Interest rates are going up again. So what does that mean for you?


SAN ANTONIO – For the third time this year, the Federal Reserve has raised interest rates.

Fed policymakers raised the federal funds rate a quarter percentage point from 2 percent to 2.25 percent. The rate helps determine rates for mortgages, credit cards and other consumer borrowing.

Looking ahead to 2019, Fed officials expect at least three rate hikes will be necessary, and one more in 2020.

RELATED: Federal Reserve hikes rates for third time this year

But USAA Advice Director Matthew Angel said that when looking at major financial decisions, don’t let changing rates be the primary factor that drive you to a decision you may regret later.

"You want to make sure you have a solid emergency cushion of savings and take into account how stable your financial situation is before making any major purchases," he said.

So how could these ongoing rate hikes affect you?


A bump in the Fed interest rate shouldn't change the rate on your existing fixed interest car loan, Angel said. For new loans, rates may start to trend up over time. While everyone wants to get a low rate on the car loan, focus on the overall affordability of the car based on your budget. Zero percent or other low rates can be dazzling, but car prices vary dramatically and can significantly impact your bottom line. Everyone’s situation is different, but shoot for 15 percent or less of your take-home pay as a good starting point for car expenses, including payment, insurance, and maintenance costs.


Consider it may be time to make a long-term borrowing decision, like buying a home, Angel said. Today’s affordable home can change tomorrow, and even small increases in interest rates can really impact the monthly payment for a home. Consider if you bought a $200,000 home, putting 20 percent down payment on a 30-year mortgage. Going from a 4 percent rate to 5 percent rate on the mortgage could increase your monthly principal and interest a little under $100 monthly. That can add up to a very large sum over the life of the loan.

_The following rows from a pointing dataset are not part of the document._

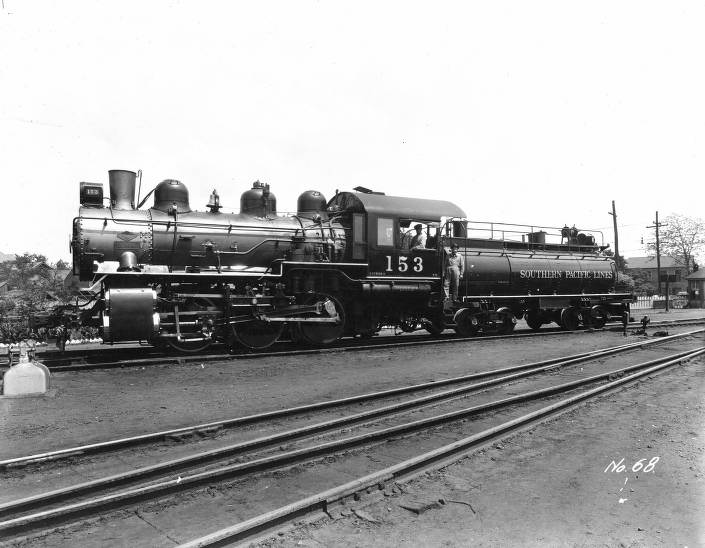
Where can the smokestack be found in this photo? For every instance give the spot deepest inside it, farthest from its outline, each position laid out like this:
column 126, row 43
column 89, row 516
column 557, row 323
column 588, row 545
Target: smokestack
column 122, row 188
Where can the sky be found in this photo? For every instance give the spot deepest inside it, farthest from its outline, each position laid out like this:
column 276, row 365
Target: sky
column 520, row 112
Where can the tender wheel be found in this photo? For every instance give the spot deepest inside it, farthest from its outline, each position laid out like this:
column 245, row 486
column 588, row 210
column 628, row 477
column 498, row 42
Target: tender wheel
column 433, row 325
column 257, row 334
column 323, row 334
column 533, row 319
column 409, row 325
column 466, row 323
column 508, row 321
column 570, row 318
column 598, row 317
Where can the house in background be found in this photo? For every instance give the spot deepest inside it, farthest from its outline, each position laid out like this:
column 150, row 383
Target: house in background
column 645, row 268
column 696, row 289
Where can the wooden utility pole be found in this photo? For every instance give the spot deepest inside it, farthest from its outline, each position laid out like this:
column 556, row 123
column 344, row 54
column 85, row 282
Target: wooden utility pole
column 656, row 225
column 616, row 236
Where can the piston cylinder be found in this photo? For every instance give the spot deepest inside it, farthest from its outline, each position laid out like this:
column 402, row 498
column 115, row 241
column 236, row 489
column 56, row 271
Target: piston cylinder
column 130, row 315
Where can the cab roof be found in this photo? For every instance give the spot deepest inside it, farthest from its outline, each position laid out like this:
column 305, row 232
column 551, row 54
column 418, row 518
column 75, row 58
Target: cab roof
column 394, row 206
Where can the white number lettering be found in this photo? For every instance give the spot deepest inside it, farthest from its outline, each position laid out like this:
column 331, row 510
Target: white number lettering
column 615, row 466
column 650, row 467
column 418, row 264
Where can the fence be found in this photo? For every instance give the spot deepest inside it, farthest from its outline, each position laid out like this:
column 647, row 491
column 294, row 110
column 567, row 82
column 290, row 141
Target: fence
column 643, row 302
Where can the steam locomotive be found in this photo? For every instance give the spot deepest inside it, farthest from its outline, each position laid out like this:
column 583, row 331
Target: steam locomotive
column 173, row 276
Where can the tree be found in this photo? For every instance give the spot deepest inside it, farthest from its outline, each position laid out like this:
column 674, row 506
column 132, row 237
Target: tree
column 23, row 268
column 681, row 238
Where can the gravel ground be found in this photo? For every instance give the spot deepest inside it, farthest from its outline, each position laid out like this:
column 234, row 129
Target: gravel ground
column 554, row 486
column 522, row 494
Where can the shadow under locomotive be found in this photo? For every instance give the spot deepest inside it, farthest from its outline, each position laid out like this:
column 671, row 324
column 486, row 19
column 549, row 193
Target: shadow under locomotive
column 173, row 276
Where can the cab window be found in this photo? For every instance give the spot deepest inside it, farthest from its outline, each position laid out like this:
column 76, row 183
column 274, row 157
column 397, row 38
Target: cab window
column 385, row 232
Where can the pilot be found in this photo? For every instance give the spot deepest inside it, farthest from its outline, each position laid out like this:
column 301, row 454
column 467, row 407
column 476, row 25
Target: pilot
column 418, row 241
column 455, row 267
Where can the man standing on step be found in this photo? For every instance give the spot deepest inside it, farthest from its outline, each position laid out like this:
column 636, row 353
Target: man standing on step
column 455, row 267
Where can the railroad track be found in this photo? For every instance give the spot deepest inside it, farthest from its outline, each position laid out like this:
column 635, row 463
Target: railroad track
column 440, row 403
column 135, row 357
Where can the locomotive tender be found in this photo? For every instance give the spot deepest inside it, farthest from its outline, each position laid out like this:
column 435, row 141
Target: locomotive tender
column 171, row 275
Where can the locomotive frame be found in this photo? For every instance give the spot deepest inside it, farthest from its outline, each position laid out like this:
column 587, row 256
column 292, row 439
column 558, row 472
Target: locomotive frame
column 171, row 276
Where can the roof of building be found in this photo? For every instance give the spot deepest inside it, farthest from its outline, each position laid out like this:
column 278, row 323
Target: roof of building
column 650, row 262
column 697, row 275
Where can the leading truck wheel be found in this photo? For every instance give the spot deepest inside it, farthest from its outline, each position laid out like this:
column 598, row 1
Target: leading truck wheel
column 323, row 333
column 570, row 318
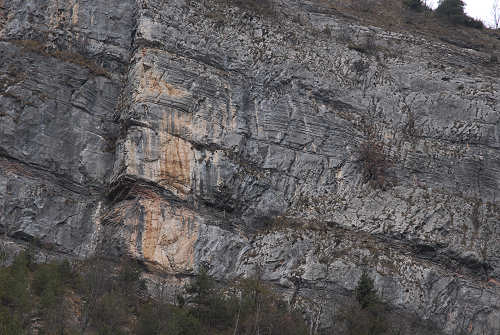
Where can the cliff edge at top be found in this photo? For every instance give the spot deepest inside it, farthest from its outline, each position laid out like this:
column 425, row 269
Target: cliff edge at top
column 286, row 138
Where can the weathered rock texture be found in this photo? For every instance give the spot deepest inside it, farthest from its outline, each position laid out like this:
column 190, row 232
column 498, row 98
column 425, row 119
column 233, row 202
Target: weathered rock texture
column 184, row 133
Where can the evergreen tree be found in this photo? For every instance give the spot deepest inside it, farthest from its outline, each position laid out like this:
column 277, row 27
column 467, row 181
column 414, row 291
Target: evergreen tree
column 453, row 10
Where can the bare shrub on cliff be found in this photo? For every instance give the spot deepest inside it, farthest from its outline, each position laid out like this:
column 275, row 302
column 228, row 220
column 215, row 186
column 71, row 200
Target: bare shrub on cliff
column 375, row 162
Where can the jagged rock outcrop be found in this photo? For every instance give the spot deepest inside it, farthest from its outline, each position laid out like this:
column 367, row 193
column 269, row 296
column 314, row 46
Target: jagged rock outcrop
column 184, row 133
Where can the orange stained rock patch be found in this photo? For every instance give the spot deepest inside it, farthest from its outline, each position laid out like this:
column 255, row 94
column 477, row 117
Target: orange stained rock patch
column 150, row 82
column 168, row 237
column 175, row 166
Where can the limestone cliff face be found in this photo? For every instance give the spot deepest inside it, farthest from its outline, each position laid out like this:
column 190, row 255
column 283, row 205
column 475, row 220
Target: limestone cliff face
column 184, row 133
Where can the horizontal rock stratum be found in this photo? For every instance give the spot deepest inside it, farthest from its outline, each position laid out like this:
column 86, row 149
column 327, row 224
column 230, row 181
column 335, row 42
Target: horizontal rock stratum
column 294, row 142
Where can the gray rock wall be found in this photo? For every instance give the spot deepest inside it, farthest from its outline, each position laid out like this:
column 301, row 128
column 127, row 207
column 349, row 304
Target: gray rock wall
column 183, row 133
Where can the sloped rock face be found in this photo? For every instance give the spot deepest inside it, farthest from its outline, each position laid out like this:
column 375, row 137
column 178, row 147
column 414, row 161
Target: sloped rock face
column 184, row 133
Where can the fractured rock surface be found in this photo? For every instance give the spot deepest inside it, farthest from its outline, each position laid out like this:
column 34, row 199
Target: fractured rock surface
column 184, row 133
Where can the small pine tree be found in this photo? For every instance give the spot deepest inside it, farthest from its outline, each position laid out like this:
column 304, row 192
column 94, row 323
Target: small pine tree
column 415, row 5
column 453, row 10
column 365, row 291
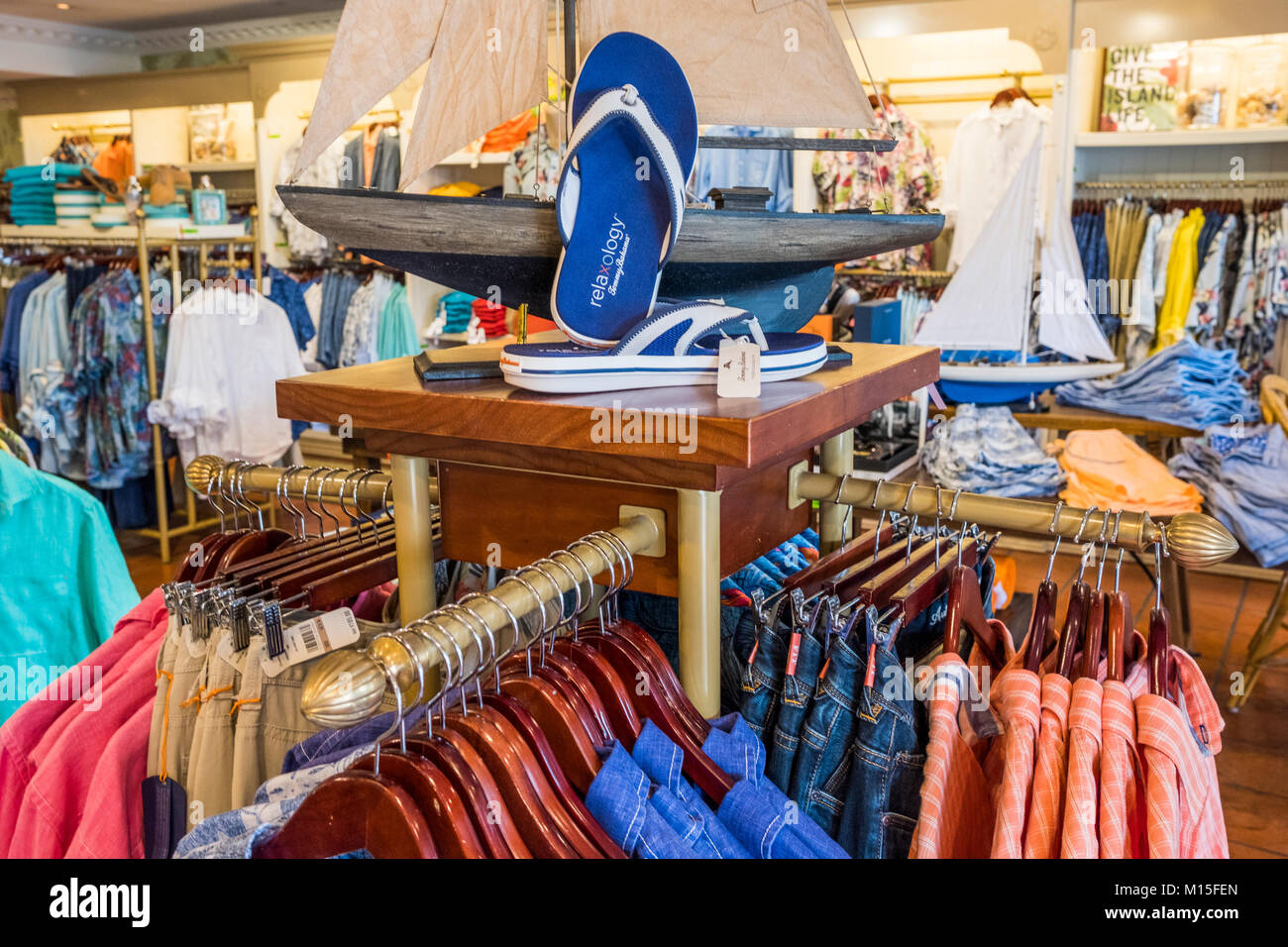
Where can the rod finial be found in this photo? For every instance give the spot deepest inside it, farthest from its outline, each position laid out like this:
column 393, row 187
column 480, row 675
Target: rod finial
column 202, row 472
column 343, row 689
column 1197, row 540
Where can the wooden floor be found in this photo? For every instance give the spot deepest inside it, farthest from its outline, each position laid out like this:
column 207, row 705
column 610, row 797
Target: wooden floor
column 1253, row 761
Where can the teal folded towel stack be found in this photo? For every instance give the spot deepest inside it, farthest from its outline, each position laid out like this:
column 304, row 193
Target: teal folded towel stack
column 33, row 192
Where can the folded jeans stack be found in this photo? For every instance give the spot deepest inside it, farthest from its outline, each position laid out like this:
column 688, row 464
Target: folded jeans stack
column 986, row 450
column 1244, row 476
column 1109, row 471
column 1184, row 384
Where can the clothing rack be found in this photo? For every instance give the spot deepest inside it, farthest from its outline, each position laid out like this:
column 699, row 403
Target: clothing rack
column 146, row 245
column 1196, row 189
column 1261, row 647
column 1194, row 540
column 897, row 275
column 348, row 686
column 412, row 527
column 1189, row 540
column 407, row 656
column 1016, row 76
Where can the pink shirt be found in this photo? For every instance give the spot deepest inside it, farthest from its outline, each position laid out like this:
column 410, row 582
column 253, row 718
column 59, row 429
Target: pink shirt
column 1080, row 832
column 56, row 795
column 1179, row 744
column 111, row 825
column 22, row 745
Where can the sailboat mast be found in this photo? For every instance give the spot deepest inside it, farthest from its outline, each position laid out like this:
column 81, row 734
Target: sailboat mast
column 570, row 44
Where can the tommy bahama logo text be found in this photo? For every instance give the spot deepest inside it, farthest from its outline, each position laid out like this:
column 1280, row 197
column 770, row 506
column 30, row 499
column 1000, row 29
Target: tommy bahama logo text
column 612, row 254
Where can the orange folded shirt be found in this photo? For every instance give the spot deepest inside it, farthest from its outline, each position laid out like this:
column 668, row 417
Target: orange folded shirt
column 1111, row 471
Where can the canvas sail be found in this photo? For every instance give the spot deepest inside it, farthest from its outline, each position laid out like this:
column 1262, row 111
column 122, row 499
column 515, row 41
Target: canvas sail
column 1064, row 311
column 489, row 65
column 986, row 305
column 378, row 43
column 750, row 62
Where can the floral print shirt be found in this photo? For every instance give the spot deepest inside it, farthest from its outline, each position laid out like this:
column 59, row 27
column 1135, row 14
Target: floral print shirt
column 896, row 182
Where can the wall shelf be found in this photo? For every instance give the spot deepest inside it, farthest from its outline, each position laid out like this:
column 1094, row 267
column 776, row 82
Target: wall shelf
column 1153, row 140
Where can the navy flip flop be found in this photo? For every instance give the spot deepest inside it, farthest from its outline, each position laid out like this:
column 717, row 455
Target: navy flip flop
column 622, row 187
column 677, row 346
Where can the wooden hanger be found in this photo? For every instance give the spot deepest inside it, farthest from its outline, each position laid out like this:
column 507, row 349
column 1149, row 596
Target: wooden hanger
column 492, row 821
column 349, row 812
column 527, row 725
column 438, row 801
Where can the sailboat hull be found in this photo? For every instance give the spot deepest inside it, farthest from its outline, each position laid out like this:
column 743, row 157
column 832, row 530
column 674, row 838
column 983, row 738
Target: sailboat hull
column 1005, row 381
column 777, row 265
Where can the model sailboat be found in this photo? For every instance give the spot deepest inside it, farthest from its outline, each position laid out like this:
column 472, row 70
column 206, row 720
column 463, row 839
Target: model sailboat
column 750, row 62
column 982, row 320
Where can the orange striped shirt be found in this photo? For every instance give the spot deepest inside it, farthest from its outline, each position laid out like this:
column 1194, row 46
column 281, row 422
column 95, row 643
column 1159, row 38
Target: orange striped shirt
column 1080, row 832
column 1179, row 744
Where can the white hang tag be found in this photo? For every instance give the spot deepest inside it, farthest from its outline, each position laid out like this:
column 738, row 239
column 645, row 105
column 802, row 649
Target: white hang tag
column 739, row 368
column 320, row 635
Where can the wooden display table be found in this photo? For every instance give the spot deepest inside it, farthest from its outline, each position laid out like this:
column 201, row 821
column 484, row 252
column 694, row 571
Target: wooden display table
column 522, row 474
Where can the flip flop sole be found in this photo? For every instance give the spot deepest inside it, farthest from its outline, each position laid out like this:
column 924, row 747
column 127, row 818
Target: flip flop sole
column 554, row 368
column 608, row 273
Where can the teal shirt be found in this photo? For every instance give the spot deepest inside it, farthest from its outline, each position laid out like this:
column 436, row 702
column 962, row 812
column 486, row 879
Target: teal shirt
column 397, row 334
column 63, row 582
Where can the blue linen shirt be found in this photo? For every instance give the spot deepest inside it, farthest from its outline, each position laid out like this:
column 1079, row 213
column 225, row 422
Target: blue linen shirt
column 64, row 582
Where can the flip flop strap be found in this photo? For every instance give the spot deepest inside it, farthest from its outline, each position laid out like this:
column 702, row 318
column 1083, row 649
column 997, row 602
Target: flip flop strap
column 694, row 321
column 617, row 105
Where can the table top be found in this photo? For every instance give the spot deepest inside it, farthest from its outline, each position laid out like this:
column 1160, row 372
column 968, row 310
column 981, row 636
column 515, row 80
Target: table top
column 709, row 431
column 1068, row 418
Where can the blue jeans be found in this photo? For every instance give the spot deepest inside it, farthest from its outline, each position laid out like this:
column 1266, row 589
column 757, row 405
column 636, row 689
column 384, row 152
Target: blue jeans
column 763, row 682
column 818, row 775
column 883, row 793
column 798, row 692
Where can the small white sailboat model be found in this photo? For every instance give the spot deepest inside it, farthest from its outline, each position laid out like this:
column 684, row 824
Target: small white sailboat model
column 982, row 320
column 748, row 62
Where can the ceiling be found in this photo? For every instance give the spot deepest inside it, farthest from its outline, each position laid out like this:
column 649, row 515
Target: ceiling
column 150, row 14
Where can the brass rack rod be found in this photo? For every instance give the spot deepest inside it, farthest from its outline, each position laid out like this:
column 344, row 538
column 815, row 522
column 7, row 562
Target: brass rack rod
column 348, row 686
column 1193, row 539
column 202, row 474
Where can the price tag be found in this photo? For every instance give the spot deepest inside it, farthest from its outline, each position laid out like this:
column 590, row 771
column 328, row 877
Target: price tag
column 312, row 638
column 739, row 368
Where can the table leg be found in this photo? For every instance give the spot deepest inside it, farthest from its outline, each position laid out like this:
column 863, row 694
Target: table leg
column 837, row 459
column 698, row 558
column 413, row 536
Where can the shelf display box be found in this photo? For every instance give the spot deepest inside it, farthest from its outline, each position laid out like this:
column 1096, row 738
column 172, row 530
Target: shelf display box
column 1141, row 86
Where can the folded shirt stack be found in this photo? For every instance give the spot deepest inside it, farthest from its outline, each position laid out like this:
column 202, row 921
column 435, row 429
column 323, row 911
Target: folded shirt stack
column 1244, row 476
column 33, row 193
column 984, row 450
column 76, row 205
column 1111, row 472
column 1184, row 384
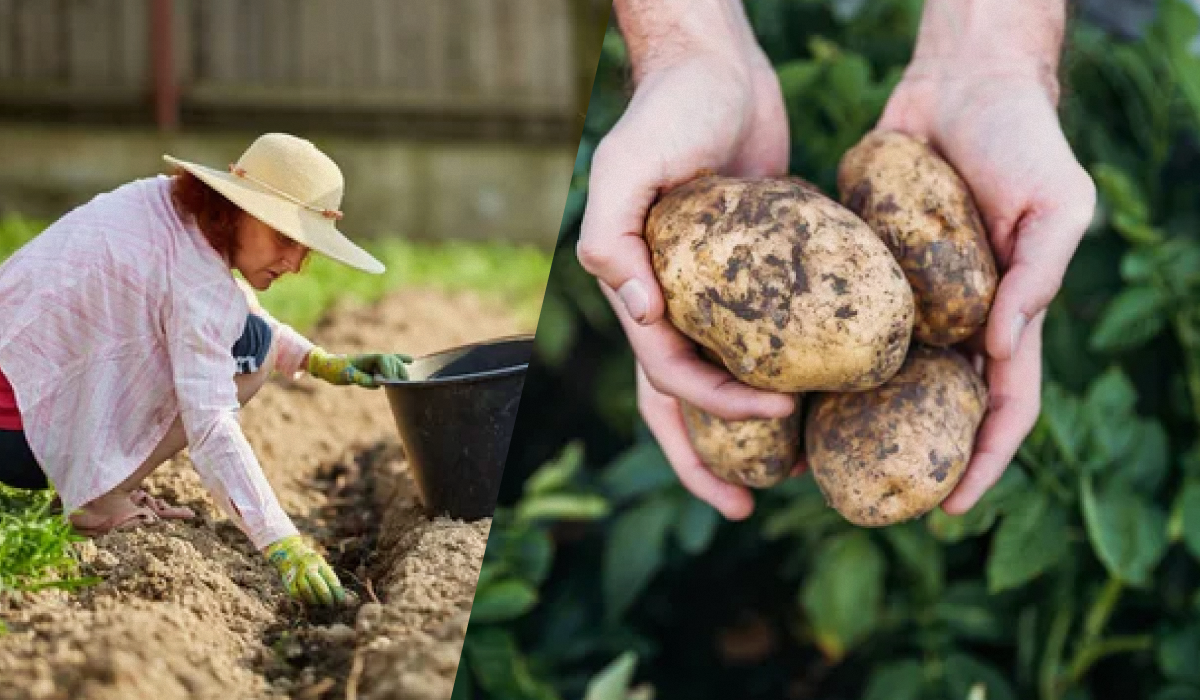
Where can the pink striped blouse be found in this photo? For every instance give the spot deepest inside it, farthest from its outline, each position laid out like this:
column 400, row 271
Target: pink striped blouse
column 118, row 318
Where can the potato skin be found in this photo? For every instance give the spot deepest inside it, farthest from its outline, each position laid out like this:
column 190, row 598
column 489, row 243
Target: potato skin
column 790, row 289
column 895, row 453
column 925, row 214
column 756, row 453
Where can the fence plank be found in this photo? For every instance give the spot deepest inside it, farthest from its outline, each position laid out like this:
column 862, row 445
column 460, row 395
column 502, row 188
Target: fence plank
column 460, row 57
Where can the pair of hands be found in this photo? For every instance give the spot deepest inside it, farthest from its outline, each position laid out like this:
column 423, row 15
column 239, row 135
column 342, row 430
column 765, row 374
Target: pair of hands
column 364, row 370
column 723, row 111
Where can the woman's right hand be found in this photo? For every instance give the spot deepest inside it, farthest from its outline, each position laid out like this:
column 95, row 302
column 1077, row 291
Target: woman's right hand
column 714, row 103
column 305, row 573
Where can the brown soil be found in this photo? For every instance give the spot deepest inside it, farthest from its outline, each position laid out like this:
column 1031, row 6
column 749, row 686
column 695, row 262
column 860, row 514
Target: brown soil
column 191, row 611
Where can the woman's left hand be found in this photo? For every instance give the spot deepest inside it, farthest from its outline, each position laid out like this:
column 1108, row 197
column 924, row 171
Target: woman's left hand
column 365, row 370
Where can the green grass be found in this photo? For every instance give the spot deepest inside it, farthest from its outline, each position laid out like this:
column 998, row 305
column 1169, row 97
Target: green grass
column 35, row 544
column 515, row 275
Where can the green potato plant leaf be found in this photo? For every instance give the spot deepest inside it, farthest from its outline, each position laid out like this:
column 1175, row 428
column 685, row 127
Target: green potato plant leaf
column 1031, row 538
column 843, row 596
column 1128, row 533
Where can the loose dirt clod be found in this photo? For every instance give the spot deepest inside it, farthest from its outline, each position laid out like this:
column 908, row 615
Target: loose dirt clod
column 192, row 611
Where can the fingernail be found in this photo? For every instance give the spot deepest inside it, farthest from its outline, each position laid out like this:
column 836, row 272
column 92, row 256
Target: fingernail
column 633, row 295
column 1018, row 328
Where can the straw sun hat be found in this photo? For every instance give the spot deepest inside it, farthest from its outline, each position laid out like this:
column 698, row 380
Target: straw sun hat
column 288, row 184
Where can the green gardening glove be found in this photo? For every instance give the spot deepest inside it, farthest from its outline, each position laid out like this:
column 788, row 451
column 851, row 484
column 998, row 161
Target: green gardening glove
column 364, row 370
column 306, row 575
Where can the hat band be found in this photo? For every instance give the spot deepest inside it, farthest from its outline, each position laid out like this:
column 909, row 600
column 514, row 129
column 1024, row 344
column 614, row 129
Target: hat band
column 327, row 213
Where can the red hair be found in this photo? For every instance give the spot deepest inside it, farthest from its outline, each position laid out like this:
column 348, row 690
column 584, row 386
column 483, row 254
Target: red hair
column 214, row 214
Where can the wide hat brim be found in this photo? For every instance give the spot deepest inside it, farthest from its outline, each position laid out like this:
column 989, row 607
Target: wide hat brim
column 294, row 221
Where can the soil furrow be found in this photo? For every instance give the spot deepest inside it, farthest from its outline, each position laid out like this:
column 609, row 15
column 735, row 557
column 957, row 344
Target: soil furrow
column 192, row 611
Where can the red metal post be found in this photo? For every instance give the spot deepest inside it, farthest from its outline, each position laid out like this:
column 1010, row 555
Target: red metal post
column 162, row 59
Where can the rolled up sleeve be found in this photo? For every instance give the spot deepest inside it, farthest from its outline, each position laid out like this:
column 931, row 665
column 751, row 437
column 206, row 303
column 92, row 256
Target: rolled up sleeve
column 201, row 325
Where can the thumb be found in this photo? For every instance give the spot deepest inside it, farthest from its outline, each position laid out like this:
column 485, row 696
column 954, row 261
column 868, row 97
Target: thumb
column 621, row 190
column 1039, row 261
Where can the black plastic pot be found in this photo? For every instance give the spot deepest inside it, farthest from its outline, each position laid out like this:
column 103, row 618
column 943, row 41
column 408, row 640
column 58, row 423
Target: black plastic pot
column 455, row 414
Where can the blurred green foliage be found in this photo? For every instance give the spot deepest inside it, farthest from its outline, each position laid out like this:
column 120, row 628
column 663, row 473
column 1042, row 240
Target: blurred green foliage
column 1075, row 578
column 511, row 274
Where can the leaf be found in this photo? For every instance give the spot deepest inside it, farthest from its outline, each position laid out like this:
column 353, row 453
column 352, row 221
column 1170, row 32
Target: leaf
column 844, row 593
column 796, row 77
column 1134, row 231
column 1031, row 539
column 640, row 470
column 612, row 682
column 952, row 528
column 1189, row 506
column 696, row 525
column 1131, row 319
column 1111, row 396
column 1138, row 265
column 634, row 552
column 1177, row 652
column 1065, row 419
column 1127, row 532
column 895, row 681
column 499, row 666
column 919, row 555
column 556, row 330
column 1120, row 191
column 964, row 672
column 1146, row 458
column 557, row 472
column 562, row 507
column 1176, row 29
column 969, row 611
column 462, row 684
column 503, row 600
column 522, row 551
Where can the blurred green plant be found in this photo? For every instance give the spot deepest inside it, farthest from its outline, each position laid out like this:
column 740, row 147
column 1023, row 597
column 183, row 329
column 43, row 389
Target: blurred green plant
column 35, row 544
column 1075, row 578
column 511, row 274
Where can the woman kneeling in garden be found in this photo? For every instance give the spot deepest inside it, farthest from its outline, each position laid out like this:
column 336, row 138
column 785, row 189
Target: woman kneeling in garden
column 126, row 337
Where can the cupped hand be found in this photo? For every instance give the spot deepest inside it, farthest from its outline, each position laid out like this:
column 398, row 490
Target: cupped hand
column 1001, row 133
column 718, row 111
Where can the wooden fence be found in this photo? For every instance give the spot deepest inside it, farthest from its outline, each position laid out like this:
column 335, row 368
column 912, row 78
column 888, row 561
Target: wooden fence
column 472, row 63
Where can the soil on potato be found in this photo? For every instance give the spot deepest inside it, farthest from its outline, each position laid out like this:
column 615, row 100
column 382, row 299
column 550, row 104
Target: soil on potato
column 191, row 611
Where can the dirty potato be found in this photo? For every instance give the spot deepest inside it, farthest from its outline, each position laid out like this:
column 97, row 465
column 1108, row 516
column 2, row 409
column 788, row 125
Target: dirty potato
column 921, row 208
column 790, row 289
column 756, row 453
column 897, row 452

Consider reducing debts now, Angel said. Variable interest rates on credit cards or other types of consumer loans may not go up overnight, but will tend to trend upwards over time. Paying them down now can save you from future pain later on. Fixed rates on most existing student loans typically won’t change with Fed interest changes, although some student debt rates can and do change over time.


Rates that you earn on your personal savings account will likely not go up right away, and may take some time for you to see increased earnings, Angel said.

Finally, Angel recommends getting a financial checkup, having a financial plan and reviewing it annually with a qualified professional.

"With changing interest rates there may be other things you can do to impact your long term plan, and if it’s been a while since you had a checkup, let this be a good motivator to give your plan a review," he said.